JuliaPlots / StatsPlots.jl

Statistical plotting recipes for Plots.jl
Other
436 stars 88 forks source link

Plots for Statistical Models #290

Open Tokazama opened 4 years ago

Tokazama commented 4 years ago

As I brought up on slack, it would be nice to have a way of directly creating plots form fitted statistical models. I've been able to make a plot similar to this for linear models:

image

There are other plotting packages that allow you to throw your x and y in there and get something similar but this means that you can't actually plot the coefficients of a fitted model that may have other variables that influence estimated coefficients. Just for reference, I've been using GLMs and mixed linear models.

mkborregaard commented 4 years ago

Thanks! So this plot is very simple (you could essentially get this with smooth = true in the plot command). But if we want general plotting of statistical objects:

  1. Would you expect the model to plot the data points as well, or just the model?
  2. What if x is a CategorialArray- would you expect this to dispatch to scatter points with error gars instead?
  3. What if there are two independent variables - would you then expect a 3d plot with a plane? Or a general figure with a scatter plot for each dependent variable? Or would you expect to pass indices or names of the variables to include in the plot to the plotting function?
  4. If we do show the points, would you then expect them to show standardized residuals from the non-shown variables? I'm not really sure in that context what you mean with "throw your x and y in there"
  5. How would you expect a mixed models plot to deal with / show random effects?
Tokazama commented 4 years ago

What I'm personally trying to accomplish is just a line with the error band representing the fixed coefficient estimates. I've been able to hack together something that rips into the guts of a mixed model and do that when I know what coefficient is a slope or intercept. However, I know that what I'm asking requires a lot of other decision to be made for it to work for other people flexibly. So I'm assuming you want me to answer those questions as potential design implementations and not just y special case. Feel free to rein me in if I'm off the mark here.

I would think this would be a two step process. The first part determines what subplots to do given the type of model (e.g., scatter, boxplot, etc.) and then there would be a more deterministic step that can use generic functions (hopefully) to extract the appropriate coefficients from the model to make the series.

So the code would be something like:

plot(fm::StatisticalModel) = [plot(fm, seriestype=s) for s in determine_series_types(fm)]

Now, to answer your questions more directly:

  1. If I wanted the data points I would do scatter(fm) I'd expect it to be the equivalent of scatter( modelmatrix(fm), predict(fm)).
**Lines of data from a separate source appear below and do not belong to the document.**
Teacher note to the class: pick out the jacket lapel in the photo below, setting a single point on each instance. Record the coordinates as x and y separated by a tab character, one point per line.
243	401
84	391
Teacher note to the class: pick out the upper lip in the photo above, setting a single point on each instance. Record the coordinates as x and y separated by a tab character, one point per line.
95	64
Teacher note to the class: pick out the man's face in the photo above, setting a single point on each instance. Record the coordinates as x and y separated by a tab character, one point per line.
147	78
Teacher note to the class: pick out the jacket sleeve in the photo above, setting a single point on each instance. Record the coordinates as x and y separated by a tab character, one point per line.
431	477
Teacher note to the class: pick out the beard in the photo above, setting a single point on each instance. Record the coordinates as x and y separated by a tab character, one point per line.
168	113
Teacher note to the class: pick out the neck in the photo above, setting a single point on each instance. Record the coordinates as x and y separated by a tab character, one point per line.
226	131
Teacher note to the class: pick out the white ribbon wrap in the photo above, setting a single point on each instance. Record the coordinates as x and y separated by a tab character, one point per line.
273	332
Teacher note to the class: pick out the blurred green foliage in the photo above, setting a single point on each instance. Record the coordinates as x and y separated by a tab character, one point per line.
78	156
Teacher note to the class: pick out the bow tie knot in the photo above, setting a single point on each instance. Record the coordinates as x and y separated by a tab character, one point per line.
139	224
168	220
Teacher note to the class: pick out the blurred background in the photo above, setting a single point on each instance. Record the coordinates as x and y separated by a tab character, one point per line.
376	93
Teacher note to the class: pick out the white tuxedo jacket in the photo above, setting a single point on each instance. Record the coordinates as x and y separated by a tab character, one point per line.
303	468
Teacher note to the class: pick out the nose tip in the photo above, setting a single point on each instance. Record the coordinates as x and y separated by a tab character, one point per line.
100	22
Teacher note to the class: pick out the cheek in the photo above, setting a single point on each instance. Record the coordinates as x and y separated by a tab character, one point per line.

If I wanted the raw values I'd just use the existing functionality for plotting raw variables.
  2. If I called plot(fm) and x was categorical I'd expect the determine_series_types to return a boxplot (but that's just personal preference)
  3. I if fm was multivariate I think scatter(fm) would return multiple plots, but it might make sense to also have scatter(fm, coefname=:x1) to plot a single variable. I'm not entirely sure how to do that programmatically because if there were something like and ANCOVA then you could have multiple intercepts and slopes.
  4. Is this question in reference to estimating the error band and if it should be derived from the entire model or just error of the coefficients? I would assume that the error should only reflect the coefficient being plotted. By "throw your x and y in there" I just meant that we can make these plots right now but they don't necessarily have anything to do with our statistical models because they aren't using any of the calculated coefficients.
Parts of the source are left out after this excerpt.